For each of the following pairs of functions $f(n)$ and $g(n)$, determine whether $f(n) = O(g(n))$, $g(n) = O(f(n))$, or both.

## 1. $f(n) = \frac{n^2 - n}{2}$; $g(n) = 6 n$

Answer: $g(n) = O(f(n))$

Solution: Constant factors can be ignored; we only need to pay attention to the 'largest' term. $n^2$ outgrows $n$ as $n \rightarrow \infty$. Therefore, $f(n)$ outgrows $g(n)$.

## 2. $f(n) = n + 2\sqrt{n}$; $g(n) = n^2$

Answer: $f(n) = O(g(n))$

Solution: $n^2$ outgrows n. We ignore $2\sqrt{n}$ since $n$ outgrows $\sqrt{n}$.

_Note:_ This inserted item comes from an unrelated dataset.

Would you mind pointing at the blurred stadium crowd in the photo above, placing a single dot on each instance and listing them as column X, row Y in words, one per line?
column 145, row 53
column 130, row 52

## 3. $f(n) = n * log (n)$; $g(n) = \frac{n \sqrt{n}}{2}$

Answer: $f(n) = O(g(n))$

Solution: Both sides have a factor of $n$, so we ignore it. $\sqrt{n}$ outgrows $log(n)$, so $g(n)$ is bigger.

## 4. $f(n) = n + log(n)$; $g(n) = \sqrt{n}$

Answer: $g(n) = O(f(n))$

Solution: $n$ outgrows $\sqrt{n}$.

## 5. $f(n) = 2 * log^2(n)$; $g(n) = log(n) + 1$

Answer: $g(n) = O(f(n))$

Solution: $log^2(n)$ grows faster than $log(n)$.

$\lim_{n \to \infty} \frac{log^2(n)}{log(n)} = \lim_{n \to \infty} log(n) = \infty$

## 6. $f(n) = 4n * log(n) + n$; $g(n) = \frac{n^2 - n}{2}$

Answer: $f(n) = O(g(n))$

Solution: $n^2$ outgrows $n * log(n)$.